I'm not aware of a way to dynamically change the minimum instances at runtime.

I also worry that doing this could re-introduce the delays. To understand this, I'll describe my mental model of the problem below.

In Durable Functions, orchestrators are partitioned which simply means that they are assigned to one of a finite number of queues (sometimes called control queues) which are load balanced across workers. By default, the number of partitions is 4, and this is controlled by the partitionCount parameter in host.json.

Fow the rest of this explanation, let's assume that you have set your minimum instance count to 4.

When the app starts, your partitions are load balanced across your workers. This means you'll have 1 partition per each of your always ready workers. Therefore, no matter how much you scale out or scale in, so long as those first 4 VMs remain healthy, there should be no reason for your partitions to get reassigned to other workers. That's the reason why there's no gaps.

This argument won't apply if your minimum instanceCount is less than your partitionCount. So if you're dynamically changing the minimum instanceCount, then you'll re-introduce the possibility of gaps in execution. Does that make sense?

To learn more about partitions and how they're load balanced, please see this doc: https://learn.microsoft.com/en-us/azure/azure-functions/durable/durable-functions-azure-storage-provider#orchestrator-scale-out

Also, this argument implies that you may also want to experiment with setting your partitionCount setting to match your minimum instance count. So you can either reduce your partitionCount, or increase your minimum instance count. I think the former is the cheaper option :-)

I am also curious if this behavior is expected, or if there might be an issue with the code and the way durable functions are supposed to work.

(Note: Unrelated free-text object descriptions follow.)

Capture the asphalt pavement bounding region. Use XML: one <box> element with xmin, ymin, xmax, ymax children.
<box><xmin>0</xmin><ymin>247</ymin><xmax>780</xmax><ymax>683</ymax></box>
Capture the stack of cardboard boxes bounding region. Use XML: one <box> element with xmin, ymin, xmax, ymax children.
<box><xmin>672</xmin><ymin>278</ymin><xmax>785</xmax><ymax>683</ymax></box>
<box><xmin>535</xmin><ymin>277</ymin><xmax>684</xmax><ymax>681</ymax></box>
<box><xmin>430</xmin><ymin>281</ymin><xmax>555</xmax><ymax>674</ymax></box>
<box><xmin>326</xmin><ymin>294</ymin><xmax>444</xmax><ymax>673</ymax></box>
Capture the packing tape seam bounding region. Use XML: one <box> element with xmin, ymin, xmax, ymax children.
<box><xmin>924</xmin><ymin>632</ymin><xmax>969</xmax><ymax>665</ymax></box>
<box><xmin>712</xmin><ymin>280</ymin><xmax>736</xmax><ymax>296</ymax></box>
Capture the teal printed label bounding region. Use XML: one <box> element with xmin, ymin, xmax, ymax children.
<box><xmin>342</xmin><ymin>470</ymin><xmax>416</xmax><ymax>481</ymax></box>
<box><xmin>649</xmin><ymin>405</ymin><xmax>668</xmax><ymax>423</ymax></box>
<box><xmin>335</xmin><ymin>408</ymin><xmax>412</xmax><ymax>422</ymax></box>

I'd categorize this as a known performance risk on the Durable Functions side. I'm looking into how to address this, but it requires infrastructure support so it's not a change we have direct control over. We would need a way to tell Azure that, during scale in, it should first remove VMs that do not have DF partitions assigned to them. That's going to require a bit of planning.

Hope this answers your questions!

Do we have any update for the planning to address this issue? @davidmrdavid We are facing this issue after we migrate from runtime V3 to V4 while running multiple sub-orchestrators during the scaling, will try to use context.df.continueAsNew in the catch block to see if that can re-initiate the failed operation due to node crash.